A few truths about improv comedy

by Jeffrey Rosenthal

(There is lots of improv advice out there that I find rather vague and unhelpful, such as "stay grounded" or "commit to the scene" or "learn not to think". So, it is difficult to pick out the "truisms" of improv. However, over the years I have picked up a few things that do appear to be true and helpful, and I list them here. Naturally, I myself often fail to follow them -- but do as I say, not as I do!)
  1. The humour, at its best, comes from the scenic context, not from one-liners or gags.
  2. Hence, it is important to establish the scene well with such basics as "who" and "where", and perhaps "what you're doing" and "why".
  3. Accepting offers (i.e. not blocking) is crucial. This includes (a) if someone says something is true then it is; (b) if something happens, or someone speaks or acts or reacts somehow, then that is IMPORTANT; (c) if someone suggests some action then you should agree to do that action.
  4. Scenes are more interesting when they are about PEOPLE and their INTERACTIONS and RELATIONSHIPS, rather than about THINGS or FACTS or HOW TO'S. So, always explore the personal relationships. (This is generally easier if you assume that the characters ALREADY KNOW EACH OTHER, and therefore have some joint HISTORY to draw on.)
  5. Characters are more interesting when they have well-defined DESIRES and FEELINGS and ATTITUDES and GOALS, rather than when they are just "going through the motions". So, always endow your character with such traits.
  6. If there are too many offers in a scene then it gets confusing. It is better to have just a few offers to deal with, and to deal with them thoroughly, including re-incorporating them where possible.
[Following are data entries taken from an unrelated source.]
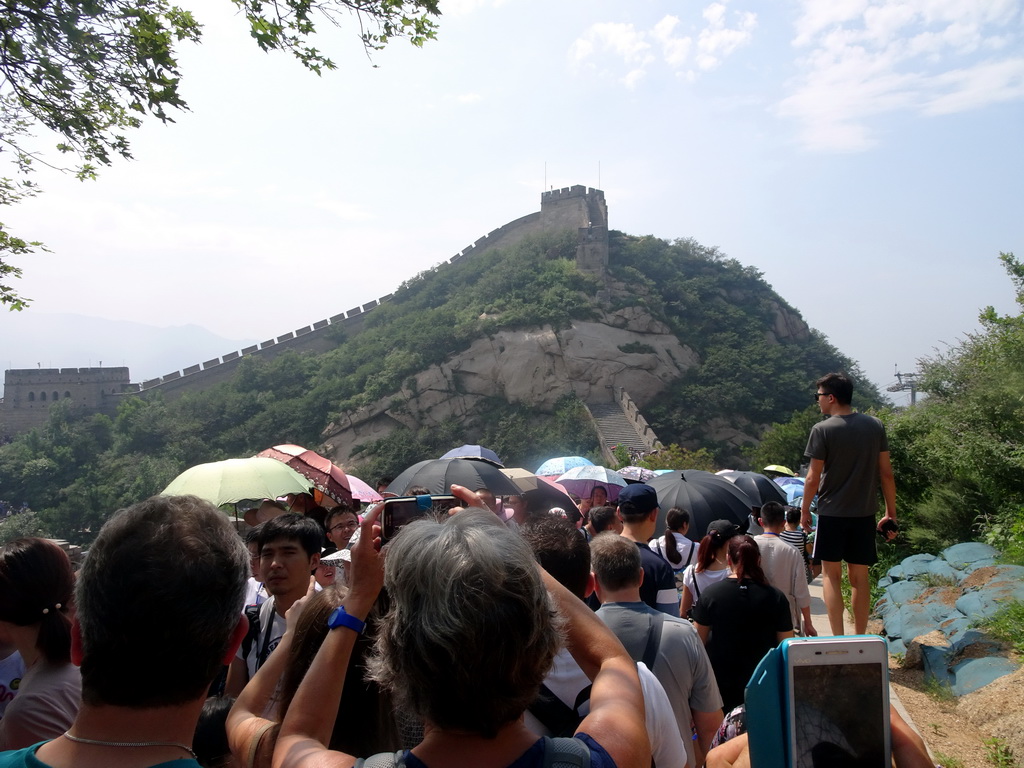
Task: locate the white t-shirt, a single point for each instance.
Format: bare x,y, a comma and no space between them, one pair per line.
704,579
271,629
565,680
684,546
255,592
11,672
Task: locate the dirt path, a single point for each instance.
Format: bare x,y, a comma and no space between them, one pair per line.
954,730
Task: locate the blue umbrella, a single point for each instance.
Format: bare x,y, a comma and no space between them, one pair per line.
477,453
561,465
436,475
581,480
792,486
705,496
758,486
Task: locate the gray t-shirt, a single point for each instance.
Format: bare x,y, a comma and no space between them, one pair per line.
45,706
849,445
681,666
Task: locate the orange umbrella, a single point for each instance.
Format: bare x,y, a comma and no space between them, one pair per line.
327,477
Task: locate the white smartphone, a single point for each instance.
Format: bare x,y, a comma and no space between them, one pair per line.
838,702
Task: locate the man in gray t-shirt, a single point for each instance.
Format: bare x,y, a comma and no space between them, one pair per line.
680,664
849,461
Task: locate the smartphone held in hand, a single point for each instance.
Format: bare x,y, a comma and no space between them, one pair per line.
837,694
402,510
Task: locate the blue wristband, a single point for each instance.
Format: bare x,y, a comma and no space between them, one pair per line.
341,619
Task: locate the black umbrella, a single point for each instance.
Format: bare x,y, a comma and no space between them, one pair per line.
759,487
436,475
707,497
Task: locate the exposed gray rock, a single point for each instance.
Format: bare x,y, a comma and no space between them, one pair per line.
537,366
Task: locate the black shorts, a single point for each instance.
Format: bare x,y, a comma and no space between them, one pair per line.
849,539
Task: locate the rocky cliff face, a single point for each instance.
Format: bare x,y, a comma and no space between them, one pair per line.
627,348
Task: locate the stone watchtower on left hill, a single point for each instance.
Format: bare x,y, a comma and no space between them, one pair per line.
584,210
29,394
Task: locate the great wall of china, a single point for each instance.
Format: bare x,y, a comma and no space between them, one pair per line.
30,392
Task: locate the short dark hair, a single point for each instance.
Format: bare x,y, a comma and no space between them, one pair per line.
252,536
615,561
630,512
294,527
161,590
772,513
601,517
839,385
561,550
745,556
36,586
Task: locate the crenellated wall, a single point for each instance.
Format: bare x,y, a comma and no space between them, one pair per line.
577,208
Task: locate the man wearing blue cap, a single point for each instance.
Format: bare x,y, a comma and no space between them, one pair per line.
638,510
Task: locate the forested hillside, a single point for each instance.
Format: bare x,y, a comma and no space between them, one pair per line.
79,469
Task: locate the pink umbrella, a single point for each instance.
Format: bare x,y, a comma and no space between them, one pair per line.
327,477
361,491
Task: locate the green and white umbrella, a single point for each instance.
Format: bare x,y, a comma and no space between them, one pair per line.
231,480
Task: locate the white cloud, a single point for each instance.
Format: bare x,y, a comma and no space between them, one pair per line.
866,57
465,7
639,50
717,40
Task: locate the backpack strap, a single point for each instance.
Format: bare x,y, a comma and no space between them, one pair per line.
564,753
554,714
653,640
693,546
252,613
383,760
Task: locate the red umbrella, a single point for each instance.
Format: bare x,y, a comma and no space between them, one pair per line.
361,491
328,478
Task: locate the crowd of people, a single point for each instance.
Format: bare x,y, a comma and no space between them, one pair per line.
526,638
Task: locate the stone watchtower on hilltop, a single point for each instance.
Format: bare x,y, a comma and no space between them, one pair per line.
584,210
29,394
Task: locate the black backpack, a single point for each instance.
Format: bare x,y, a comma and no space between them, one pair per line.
555,715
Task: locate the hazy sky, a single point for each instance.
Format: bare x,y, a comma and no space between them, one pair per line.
865,155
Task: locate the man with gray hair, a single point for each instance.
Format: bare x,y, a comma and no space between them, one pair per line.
563,553
159,612
668,645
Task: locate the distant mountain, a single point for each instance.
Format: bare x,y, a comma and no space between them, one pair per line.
33,339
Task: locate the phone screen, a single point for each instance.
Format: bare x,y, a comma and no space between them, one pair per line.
839,715
399,512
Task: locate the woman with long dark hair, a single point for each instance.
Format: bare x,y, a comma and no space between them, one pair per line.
673,546
711,566
740,619
36,587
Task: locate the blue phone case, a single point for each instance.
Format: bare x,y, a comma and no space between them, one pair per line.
767,692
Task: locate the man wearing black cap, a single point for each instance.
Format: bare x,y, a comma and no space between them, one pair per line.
638,510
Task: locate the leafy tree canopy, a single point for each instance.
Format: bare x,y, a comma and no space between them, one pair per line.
90,70
958,455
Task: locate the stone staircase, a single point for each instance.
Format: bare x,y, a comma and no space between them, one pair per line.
615,428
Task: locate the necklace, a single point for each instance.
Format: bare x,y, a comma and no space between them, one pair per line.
99,742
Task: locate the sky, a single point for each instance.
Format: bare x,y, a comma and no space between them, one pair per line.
864,155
  7. Do not fear "mistakes" such as misunderstandings, incorrect statements, failure to follow the rules of the game, etc. If the players point out the mistakes in a fun way, then it makes the scene that much more enjoyable and funny to watch. Furthermore, if inconsistencies arise in a scene, the audience (as a whole) will notice, so it's better to CALL people on the error than to just "hope it will go away".
  8. If the players have fun while playing, then this fun will rub off on the audience, and they will enjoy themselves even if the scene doesn't work so well. So, relax and have fun! (This is also a reason that post-show notes should not be too harsh, since that discourages the players from having fun.)